Nasal nasal mirror cleaning method
- Rinse the used nose under running water, and use the operator to brush the sides of the nose lens with a toothbrush and dry with dry gauze. The end of the nose lens should be tightened with rubber bands to open the nose lens. Ultrasonic cleaning machine with 1: 200 Bijiemei multi-enzyme cleaning solution was ultrasonically cleaned for 5 minutes, and then rinsed under running water to remove moisture and dry. Lubricate the shaft joint and put it into a special paper-plastic packaging bag according to the length of the nosepiece. Inside, put the chemical instruction card, and seal it with a heat-sealing machine. The outside of the bag is marked with the department, item name, sterilization date, expiration date, and operator name. Into the plasma low temperature sterilizer, the disinfection time is about 60min. [1]
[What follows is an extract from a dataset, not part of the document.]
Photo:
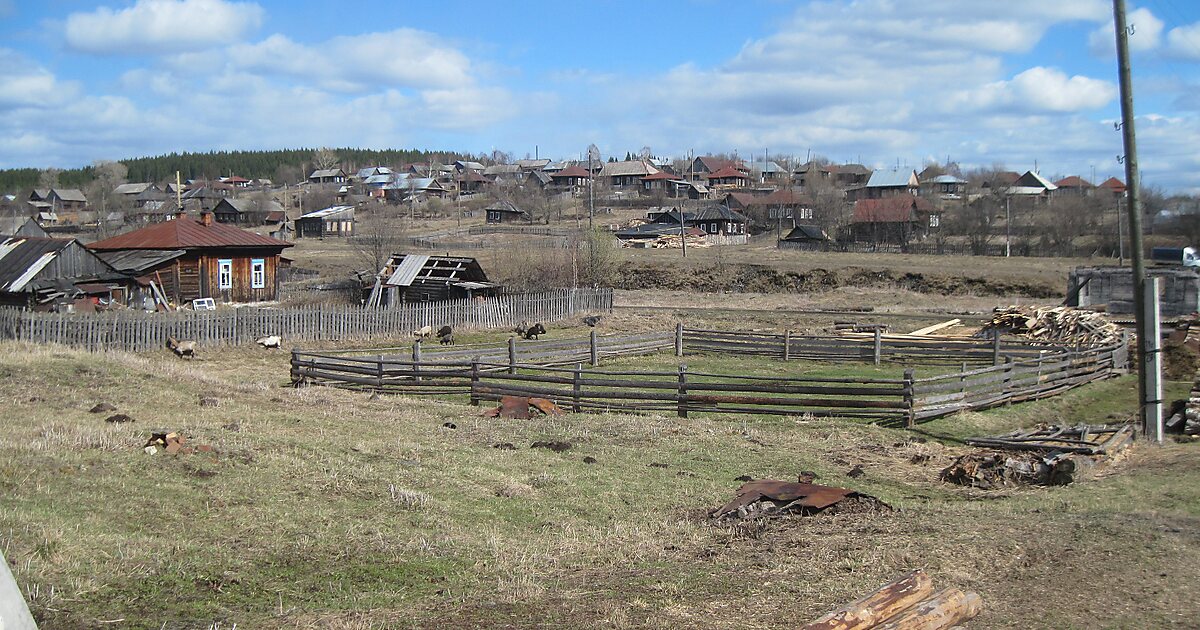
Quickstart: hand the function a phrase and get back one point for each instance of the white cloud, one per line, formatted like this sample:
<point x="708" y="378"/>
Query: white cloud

Rhinoscopy Extended Reading
- [1] Sui Hongjin, et al. Color Atlas of Human Anatomy [M]. Beijing: People's Military Medical Press, 2011.
Nasal References
- [1] Lei Jing. Improvement of cleaning and disinfection methods of nasal mirrors [J]. Chinese Journal of Disinfection, 2013, 30 (06): 597.
- [2] Edited by Zhang Xiaoyong et al. Practical Endoscopy and Therapeutics. Changsha: Hunan Science and Technology Press, 1997.03.